Basement remodels are a smart way to expand your home’s living space. Power and plumbing are already in place and it won’t change your home’s profile. The versatility of a basement space means it can be anything from your new family room, home theatre or guest bedroom. In every basement reno, the most important stage is the planning and pre-construction phase. So before you start, make sure your remodeling checklist includes these steps and considerations.

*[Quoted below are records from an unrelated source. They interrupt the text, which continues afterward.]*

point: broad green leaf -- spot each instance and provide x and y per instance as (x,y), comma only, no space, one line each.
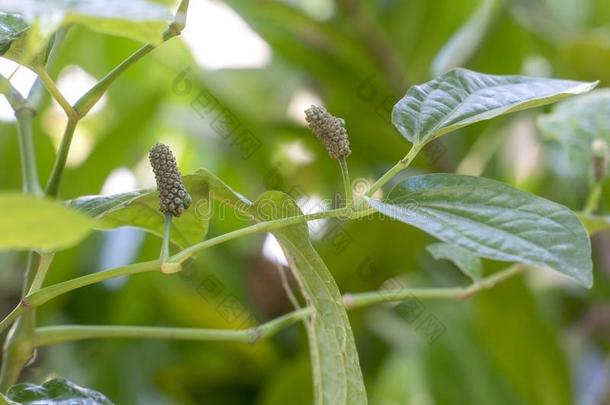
(55,392)
(141,20)
(12,27)
(33,223)
(595,223)
(464,43)
(462,97)
(141,208)
(576,123)
(493,220)
(336,369)
(465,260)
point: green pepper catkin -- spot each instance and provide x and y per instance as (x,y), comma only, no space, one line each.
(330,130)
(173,197)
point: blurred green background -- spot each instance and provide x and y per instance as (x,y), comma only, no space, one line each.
(537,339)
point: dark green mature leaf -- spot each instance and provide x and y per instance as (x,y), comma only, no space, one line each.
(464,259)
(33,223)
(12,27)
(576,123)
(462,97)
(493,220)
(141,208)
(336,369)
(141,20)
(55,392)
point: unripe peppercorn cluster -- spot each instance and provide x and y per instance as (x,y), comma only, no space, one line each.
(330,130)
(173,197)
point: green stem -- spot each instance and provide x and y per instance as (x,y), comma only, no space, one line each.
(398,167)
(14,314)
(60,162)
(347,184)
(166,235)
(46,294)
(257,228)
(36,94)
(593,199)
(41,273)
(91,97)
(43,75)
(29,171)
(59,334)
(383,296)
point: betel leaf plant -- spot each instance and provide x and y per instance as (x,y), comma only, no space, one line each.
(472,217)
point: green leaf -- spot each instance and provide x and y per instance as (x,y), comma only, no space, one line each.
(595,223)
(464,259)
(33,223)
(336,370)
(55,392)
(462,97)
(12,27)
(575,124)
(141,20)
(493,220)
(141,208)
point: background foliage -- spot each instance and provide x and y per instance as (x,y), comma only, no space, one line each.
(533,340)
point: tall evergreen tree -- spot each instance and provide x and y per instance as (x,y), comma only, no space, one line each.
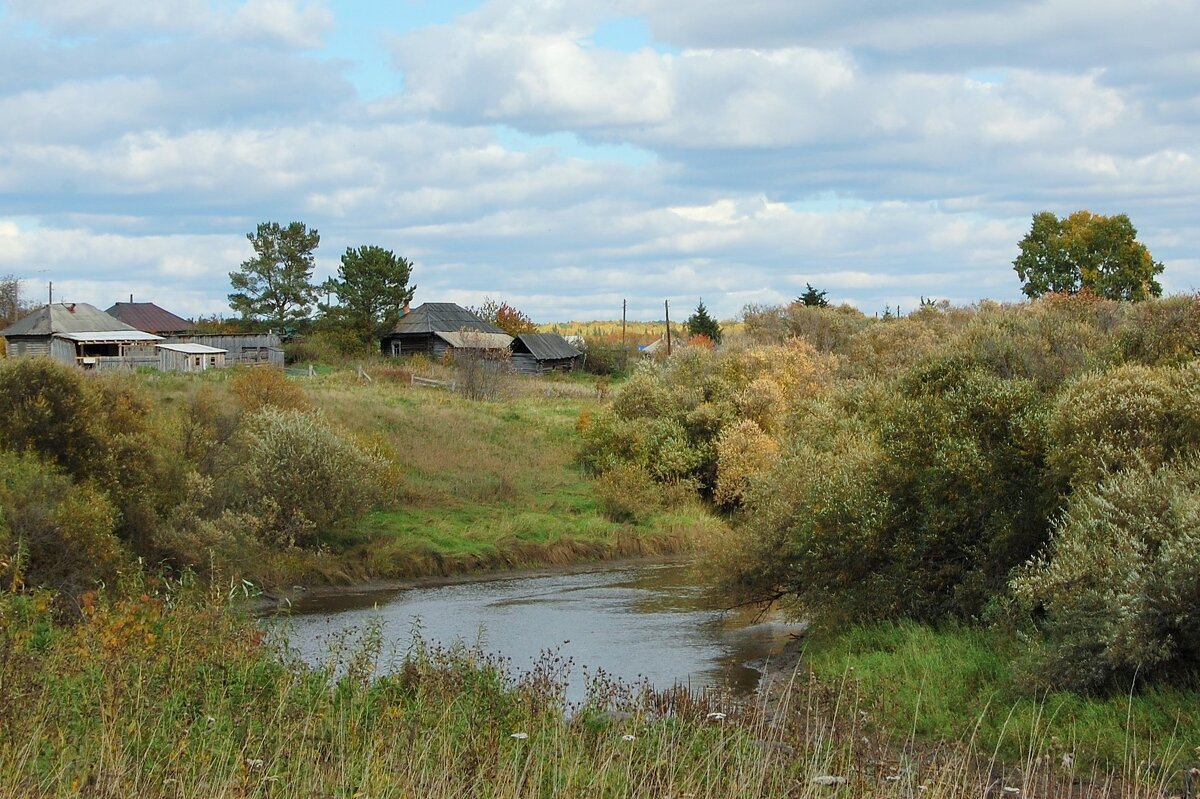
(275,286)
(701,324)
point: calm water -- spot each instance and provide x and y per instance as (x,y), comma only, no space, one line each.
(635,622)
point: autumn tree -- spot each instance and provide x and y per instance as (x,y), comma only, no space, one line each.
(372,288)
(1086,252)
(505,317)
(276,284)
(700,323)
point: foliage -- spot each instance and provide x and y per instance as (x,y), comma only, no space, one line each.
(300,476)
(276,284)
(1128,416)
(53,533)
(743,450)
(505,317)
(372,289)
(813,298)
(513,322)
(51,409)
(700,323)
(259,388)
(1086,252)
(12,306)
(1117,589)
(479,371)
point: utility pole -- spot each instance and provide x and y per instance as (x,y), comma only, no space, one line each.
(624,349)
(666,310)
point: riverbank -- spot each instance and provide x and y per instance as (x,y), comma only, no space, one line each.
(472,486)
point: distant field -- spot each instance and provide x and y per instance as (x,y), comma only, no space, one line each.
(640,332)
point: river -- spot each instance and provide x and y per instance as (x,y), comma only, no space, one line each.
(636,620)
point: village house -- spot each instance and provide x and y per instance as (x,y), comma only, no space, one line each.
(82,335)
(217,349)
(436,329)
(540,353)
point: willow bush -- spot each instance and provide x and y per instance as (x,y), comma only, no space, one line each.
(1116,593)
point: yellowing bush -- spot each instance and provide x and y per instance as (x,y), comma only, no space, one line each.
(743,451)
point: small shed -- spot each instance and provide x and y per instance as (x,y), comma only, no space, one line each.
(423,330)
(190,358)
(246,349)
(540,353)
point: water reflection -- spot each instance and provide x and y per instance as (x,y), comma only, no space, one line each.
(645,622)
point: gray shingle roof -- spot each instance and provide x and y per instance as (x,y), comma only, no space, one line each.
(547,347)
(442,317)
(65,318)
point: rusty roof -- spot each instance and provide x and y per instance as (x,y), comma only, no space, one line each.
(150,318)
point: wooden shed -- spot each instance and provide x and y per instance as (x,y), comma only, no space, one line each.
(245,349)
(425,330)
(190,358)
(540,353)
(83,335)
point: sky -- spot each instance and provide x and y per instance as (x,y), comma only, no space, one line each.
(567,155)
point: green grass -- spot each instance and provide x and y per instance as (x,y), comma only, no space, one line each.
(169,694)
(960,684)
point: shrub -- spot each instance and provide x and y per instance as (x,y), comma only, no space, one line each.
(1117,588)
(294,472)
(1127,416)
(54,533)
(628,494)
(51,408)
(264,386)
(1159,332)
(743,451)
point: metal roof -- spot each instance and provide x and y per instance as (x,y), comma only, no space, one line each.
(64,318)
(111,336)
(475,340)
(547,347)
(149,317)
(442,317)
(192,349)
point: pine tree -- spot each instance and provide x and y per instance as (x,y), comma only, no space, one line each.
(701,324)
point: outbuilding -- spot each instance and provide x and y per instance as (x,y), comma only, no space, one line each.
(433,329)
(190,358)
(540,353)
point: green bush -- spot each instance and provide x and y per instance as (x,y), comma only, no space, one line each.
(300,476)
(628,494)
(1126,416)
(51,409)
(1117,589)
(54,533)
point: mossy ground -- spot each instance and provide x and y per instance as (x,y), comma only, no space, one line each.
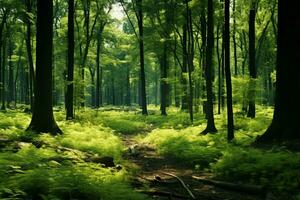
(31,172)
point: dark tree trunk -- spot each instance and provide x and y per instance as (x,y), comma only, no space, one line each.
(190,59)
(210,128)
(285,124)
(29,54)
(128,95)
(163,81)
(42,118)
(252,67)
(10,93)
(99,71)
(142,59)
(219,69)
(234,39)
(184,100)
(230,124)
(3,86)
(70,76)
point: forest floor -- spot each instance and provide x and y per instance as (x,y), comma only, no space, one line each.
(118,154)
(167,178)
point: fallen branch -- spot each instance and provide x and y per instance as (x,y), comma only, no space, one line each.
(162,193)
(252,189)
(182,183)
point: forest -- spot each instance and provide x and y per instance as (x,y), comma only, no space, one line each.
(149,99)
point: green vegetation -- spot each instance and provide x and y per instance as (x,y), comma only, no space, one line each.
(50,172)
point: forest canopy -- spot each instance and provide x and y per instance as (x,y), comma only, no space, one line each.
(143,99)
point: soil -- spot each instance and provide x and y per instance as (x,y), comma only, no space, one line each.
(155,176)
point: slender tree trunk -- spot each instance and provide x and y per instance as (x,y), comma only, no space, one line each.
(70,76)
(3,88)
(285,124)
(252,67)
(98,71)
(42,119)
(163,81)
(234,39)
(10,94)
(219,69)
(29,54)
(142,59)
(184,100)
(190,60)
(210,128)
(128,95)
(230,123)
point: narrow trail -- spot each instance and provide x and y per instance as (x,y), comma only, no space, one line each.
(165,178)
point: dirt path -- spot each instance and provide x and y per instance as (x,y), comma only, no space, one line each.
(157,175)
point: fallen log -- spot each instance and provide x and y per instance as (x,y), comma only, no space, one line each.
(162,194)
(182,183)
(252,189)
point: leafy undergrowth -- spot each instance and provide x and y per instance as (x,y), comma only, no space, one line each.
(31,172)
(47,172)
(276,169)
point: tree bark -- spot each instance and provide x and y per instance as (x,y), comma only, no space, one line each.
(70,76)
(252,67)
(42,119)
(29,54)
(285,124)
(230,123)
(210,128)
(142,59)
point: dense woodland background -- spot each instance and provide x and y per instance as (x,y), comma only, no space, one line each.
(196,81)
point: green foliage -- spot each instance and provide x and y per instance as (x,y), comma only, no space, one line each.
(50,173)
(277,170)
(185,145)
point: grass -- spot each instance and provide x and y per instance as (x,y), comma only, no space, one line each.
(47,173)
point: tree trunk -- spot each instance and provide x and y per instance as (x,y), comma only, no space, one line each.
(42,118)
(98,71)
(219,69)
(10,93)
(184,100)
(285,124)
(128,95)
(252,67)
(3,86)
(234,39)
(163,81)
(70,76)
(142,59)
(230,123)
(210,128)
(29,54)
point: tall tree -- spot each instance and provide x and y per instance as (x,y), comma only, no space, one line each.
(252,67)
(210,128)
(230,124)
(70,75)
(28,5)
(142,59)
(284,126)
(42,118)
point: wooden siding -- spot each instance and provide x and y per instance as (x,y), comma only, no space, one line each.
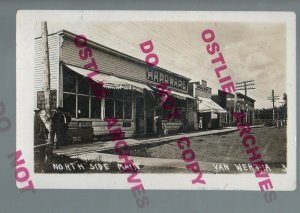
(53,42)
(110,63)
(107,63)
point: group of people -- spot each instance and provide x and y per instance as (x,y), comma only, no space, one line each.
(59,126)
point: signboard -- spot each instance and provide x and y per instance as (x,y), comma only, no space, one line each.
(161,77)
(214,115)
(41,99)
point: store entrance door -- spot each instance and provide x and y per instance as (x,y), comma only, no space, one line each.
(140,124)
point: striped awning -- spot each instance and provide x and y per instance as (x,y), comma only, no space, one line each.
(111,81)
(208,105)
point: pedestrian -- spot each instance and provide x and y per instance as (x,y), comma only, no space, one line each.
(40,130)
(158,122)
(200,123)
(59,124)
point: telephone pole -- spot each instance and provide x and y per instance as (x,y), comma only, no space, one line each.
(45,50)
(273,99)
(245,85)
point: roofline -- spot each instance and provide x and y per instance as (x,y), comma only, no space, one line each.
(238,93)
(115,52)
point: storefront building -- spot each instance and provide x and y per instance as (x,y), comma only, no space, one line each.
(207,114)
(130,86)
(243,104)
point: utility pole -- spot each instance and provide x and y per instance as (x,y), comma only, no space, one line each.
(245,85)
(45,50)
(273,100)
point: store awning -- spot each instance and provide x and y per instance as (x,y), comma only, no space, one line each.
(208,105)
(110,81)
(178,95)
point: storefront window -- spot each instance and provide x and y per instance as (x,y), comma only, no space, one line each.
(69,82)
(95,108)
(118,102)
(120,106)
(69,102)
(83,85)
(83,107)
(119,109)
(109,108)
(127,109)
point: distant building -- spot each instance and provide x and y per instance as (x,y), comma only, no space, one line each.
(208,114)
(244,104)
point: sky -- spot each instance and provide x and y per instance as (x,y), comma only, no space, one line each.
(252,51)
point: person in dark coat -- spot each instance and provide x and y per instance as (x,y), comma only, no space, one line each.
(59,126)
(40,130)
(158,122)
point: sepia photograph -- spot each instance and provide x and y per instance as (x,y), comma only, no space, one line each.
(161,96)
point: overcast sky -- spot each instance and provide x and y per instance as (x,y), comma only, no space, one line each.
(251,51)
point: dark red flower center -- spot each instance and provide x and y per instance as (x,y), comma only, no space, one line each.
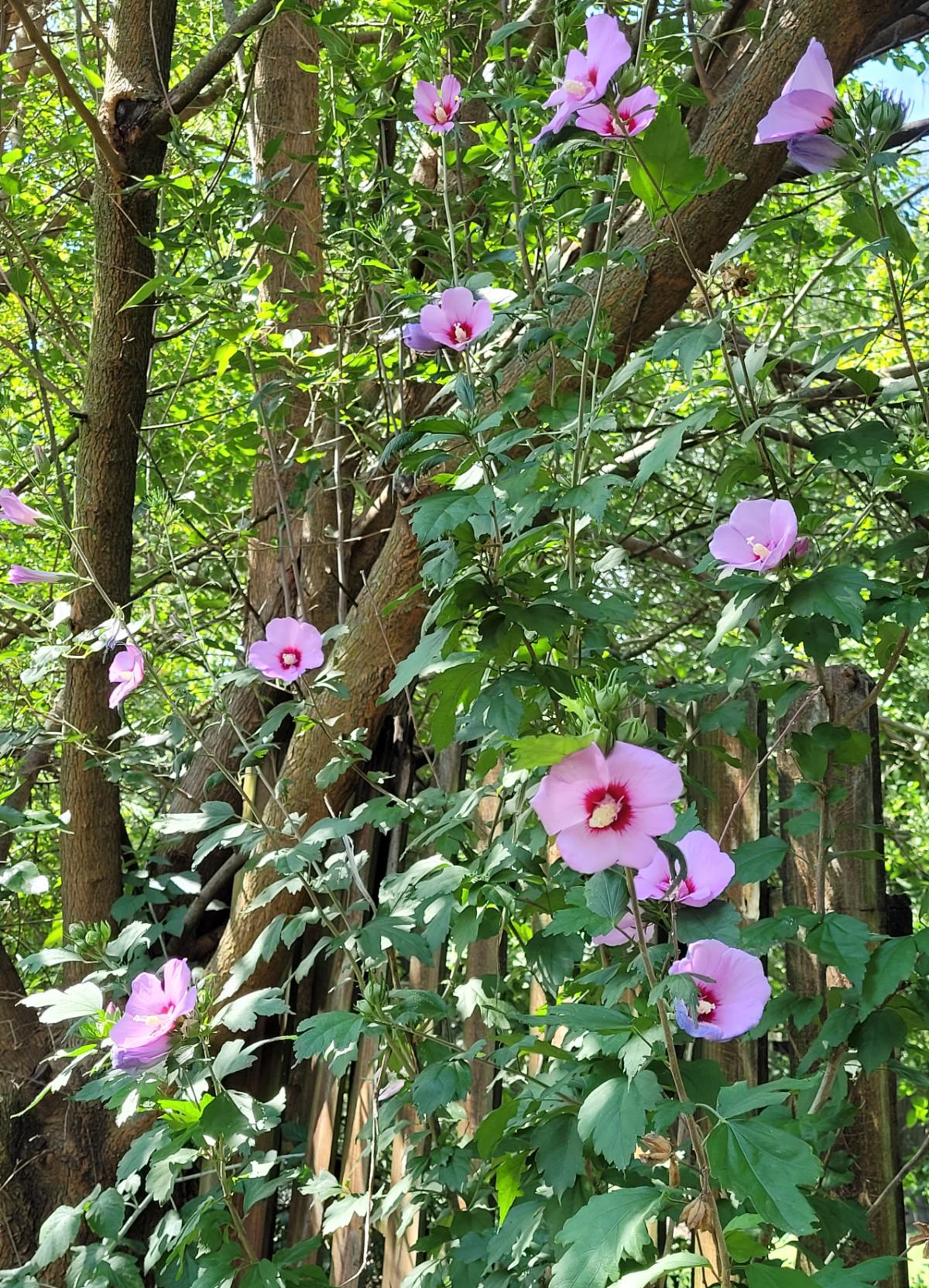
(707,1001)
(608,808)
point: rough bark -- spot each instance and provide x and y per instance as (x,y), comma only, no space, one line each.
(855,886)
(140,39)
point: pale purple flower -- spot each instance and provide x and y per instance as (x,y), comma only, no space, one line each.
(814,153)
(19,576)
(804,110)
(126,672)
(709,871)
(289,649)
(415,338)
(629,115)
(608,809)
(457,320)
(624,933)
(15,510)
(758,534)
(587,75)
(437,107)
(155,1008)
(732,991)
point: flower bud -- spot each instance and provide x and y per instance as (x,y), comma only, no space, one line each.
(699,1214)
(655,1149)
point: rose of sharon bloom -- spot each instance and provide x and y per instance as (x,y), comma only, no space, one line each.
(606,809)
(415,338)
(289,649)
(19,576)
(15,510)
(709,871)
(732,991)
(126,672)
(587,75)
(624,933)
(155,1006)
(629,116)
(758,534)
(803,110)
(437,107)
(457,320)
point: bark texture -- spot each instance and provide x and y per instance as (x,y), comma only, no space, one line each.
(140,39)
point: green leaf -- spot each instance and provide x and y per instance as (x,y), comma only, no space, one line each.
(559,1152)
(886,969)
(547,749)
(614,1115)
(106,1214)
(610,1227)
(441,1084)
(766,1166)
(756,860)
(608,894)
(775,1276)
(332,1036)
(56,1237)
(740,1097)
(674,1261)
(662,172)
(842,940)
(834,592)
(507,1183)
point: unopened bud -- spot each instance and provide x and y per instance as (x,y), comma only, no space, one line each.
(655,1149)
(699,1214)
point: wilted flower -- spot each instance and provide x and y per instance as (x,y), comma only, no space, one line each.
(699,1214)
(758,534)
(19,576)
(126,672)
(803,110)
(155,1008)
(732,991)
(629,116)
(587,75)
(608,809)
(623,933)
(709,871)
(655,1149)
(289,649)
(437,107)
(457,320)
(415,338)
(15,510)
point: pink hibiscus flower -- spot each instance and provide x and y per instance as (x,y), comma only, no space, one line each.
(587,75)
(629,116)
(758,534)
(624,933)
(19,576)
(126,672)
(437,107)
(804,110)
(732,991)
(15,510)
(608,809)
(289,649)
(457,320)
(153,1010)
(709,871)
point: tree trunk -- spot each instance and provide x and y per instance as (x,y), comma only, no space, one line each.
(140,39)
(855,886)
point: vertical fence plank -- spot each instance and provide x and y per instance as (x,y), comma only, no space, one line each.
(856,886)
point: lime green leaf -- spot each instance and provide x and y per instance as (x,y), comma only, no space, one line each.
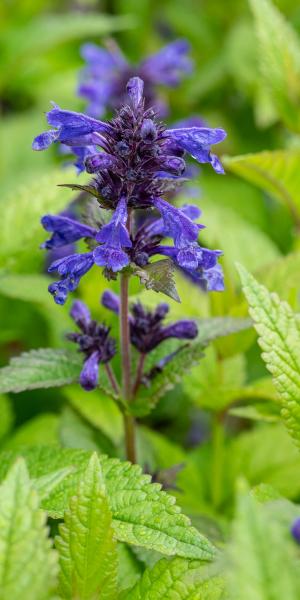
(279,56)
(158,276)
(130,568)
(86,544)
(185,357)
(41,368)
(260,547)
(227,230)
(44,485)
(42,429)
(143,515)
(279,338)
(265,454)
(7,416)
(27,562)
(177,578)
(276,172)
(99,410)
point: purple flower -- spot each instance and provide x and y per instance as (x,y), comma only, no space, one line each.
(65,231)
(71,128)
(113,238)
(136,144)
(196,141)
(104,77)
(71,268)
(146,329)
(93,341)
(136,161)
(295,530)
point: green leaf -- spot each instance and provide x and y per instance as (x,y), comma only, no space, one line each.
(86,544)
(226,229)
(143,515)
(27,562)
(279,338)
(279,56)
(7,416)
(41,34)
(42,429)
(260,547)
(99,410)
(177,578)
(158,276)
(276,172)
(41,368)
(21,212)
(265,454)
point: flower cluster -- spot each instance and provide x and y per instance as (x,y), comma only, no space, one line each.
(103,80)
(93,341)
(146,327)
(134,160)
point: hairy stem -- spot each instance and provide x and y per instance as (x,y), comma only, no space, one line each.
(217,458)
(112,378)
(139,373)
(129,428)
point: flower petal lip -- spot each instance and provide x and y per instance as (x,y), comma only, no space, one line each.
(135,88)
(65,231)
(89,375)
(200,135)
(80,313)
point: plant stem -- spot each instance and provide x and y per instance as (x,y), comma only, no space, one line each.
(125,358)
(112,379)
(139,374)
(217,458)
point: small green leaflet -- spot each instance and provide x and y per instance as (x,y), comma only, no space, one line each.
(143,515)
(262,554)
(158,276)
(279,56)
(86,544)
(276,172)
(27,561)
(187,356)
(177,578)
(279,338)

Brainstorm ideas for your space
Consider what your family may need the space for. How you convert your unfinished basement will depend on how much space you need for say a family room, game room or multipurpose room. Think about adjacent spaces upstairs for noise and flow, how furnishings can fit and your lifestyle demands.
Devise a floor-plan
Commit to paper a detailed plan of what you want the finished basement to look like. It will be easier to make adjustments on a floor-plan than after the walls go up. Assess your furniture placement, lighting requirements, and consider the various possibilities. Windows will add more natural light to a relatively dark space and new ceilings and floors can provide extra comfort and a more finished look.
Set your budget
Whether you can fund your renovation through savings or borrow and set up financing, determine this detailed budget as early as you can. For future work, plan to rough in all your connections and installation and cost out replacing or expanding windows before the walls go up. Leave your furnishings and decorating budget expenses until the end and don’t forget to include a contingency amount.
Check for moisture
Never start work until you are absolutely sure the space is dry. Basement moisture can ruin floors and walls and encourage mold and mildew. Make sure to tackle moisture problems in the interior and exterior of your home. Opt for building materials like DRICORE® Subfloor, a subfloor panel that can help protect against moisture and small water leaks. The patented design creates an air gap that encourages positive airflow, and allow for moisture coming off your concrete floors to dry naturally.
Get all the required permits
It is critical to examine the structure of your home and elements such as posts, ceilings, and floors and how sewer lines can pose challenges. You will most likely need to pull permits for framing, electrical, and plumbing. Check with building inspectors or consult a contractor who can provide a thorough inspection and recommendations.